Redundant everything is easy to justify in this system even though it was horribly expensive. If there’s a failure, the company grinds to a halt.
However, our process control system is different. Instead of one server, we’ll have 80, one in each plant. In some of the high-production plants, a failure will result in a substantial loss in production. In other plants a failure that requires an IBM service call may result in delayed production–meaning one or two people have to work a couple hours of overtime. In the few plants that typically work an 8 hour day, a failure (that is fixable in a few hours) has a 50/50 chance of not affecting production. Given that plus the internal rate of return and time value of money, not every redundancy will be economically justified.
Complicating the economic analysis is the fact that we do have IBM service with a guaranteed response time of 4 hours. Furthermore, we have 40 of the servers already, and they have little redundancy (due to our last generation operating system that choked on things like RAID). Retrofitting them with, say, redundant power supplies will be more expensive than upgrading new orders from a 1 to 2 power supply box.

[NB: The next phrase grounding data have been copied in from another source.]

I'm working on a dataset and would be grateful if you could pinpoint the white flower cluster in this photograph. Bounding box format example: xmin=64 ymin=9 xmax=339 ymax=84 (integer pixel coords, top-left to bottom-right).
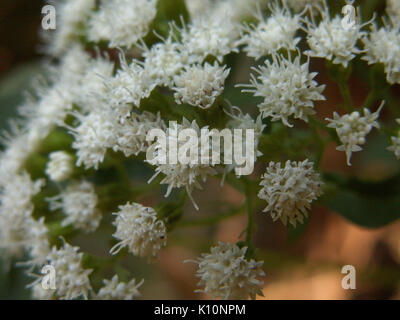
xmin=190 ymin=242 xmax=265 ymax=300
xmin=106 ymin=56 xmax=154 ymax=112
xmin=387 ymin=0 xmax=400 ymax=19
xmin=141 ymin=36 xmax=187 ymax=87
xmin=97 ymin=275 xmax=143 ymax=300
xmin=147 ymin=118 xmax=218 ymax=209
xmin=304 ymin=5 xmax=367 ymax=67
xmin=45 ymin=151 xmax=74 ymax=182
xmin=33 ymin=242 xmax=92 ymax=300
xmin=240 ymin=3 xmax=301 ymax=59
xmin=258 ymin=160 xmax=323 ymax=227
xmin=70 ymin=109 xmax=117 ymax=170
xmin=363 ymin=18 xmax=400 ymax=84
xmin=2 ymin=0 xmax=400 ymax=301
xmin=44 ymin=0 xmax=95 ymax=55
xmin=181 ymin=15 xmax=240 ymax=64
xmin=0 ymin=46 xmax=95 ymax=184
xmin=388 ymin=119 xmax=400 ymax=159
xmin=0 ymin=172 xmax=45 ymax=262
xmin=241 ymin=52 xmax=325 ymax=127
xmin=88 ymin=0 xmax=157 ymax=48
xmin=111 ymin=202 xmax=167 ymax=260
xmin=114 ymin=112 xmax=166 ymax=157
xmin=185 ymin=0 xmax=258 ymax=22
xmin=326 ymin=104 xmax=383 ymax=165
xmin=224 ymin=106 xmax=266 ymax=176
xmin=48 ymin=180 xmax=101 ymax=233
xmin=173 ymin=63 xmax=230 ymax=109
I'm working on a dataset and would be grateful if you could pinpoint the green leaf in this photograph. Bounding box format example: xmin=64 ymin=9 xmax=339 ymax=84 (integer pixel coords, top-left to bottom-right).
xmin=144 ymin=0 xmax=189 ymax=44
xmin=324 ymin=173 xmax=400 ymax=228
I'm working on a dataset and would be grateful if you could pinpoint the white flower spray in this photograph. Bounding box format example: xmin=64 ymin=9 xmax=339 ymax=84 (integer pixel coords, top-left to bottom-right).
xmin=326 ymin=102 xmax=384 ymax=165
xmin=240 ymin=52 xmax=325 ymax=127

Since many of these plants are out in the sticks, they can’t run out to Fry’s to get more parts. So, we have to look at each part, not just drives and power supplies . We have to decide what gets redundancy, what has spare parts available, if we have entire spare computers available, and which parts we leave up to IBM to replace, all on a plant-by-plant basis.
But to do this analysis, I need MTBFs. I’m sure server farms have good data on this, but they probably consider it proprietary info. But surely someone keeps track of it in a statistical way and publishes it, maybe even computer magazines. My google searches resulted in nothing good.
Anthracite, the motherboards you saw had a shorter MTBF than HDs? My limited, anecdotal experience has been much different. Haven’t you found the same?
engineer_comp_geek, I’ve never seen this info listed by computer companies, especially component-by-component (although I’ve never looked before). I scoured IBMs site and couldn’t find this kind of info. Is it typical, or do I just suck at searches?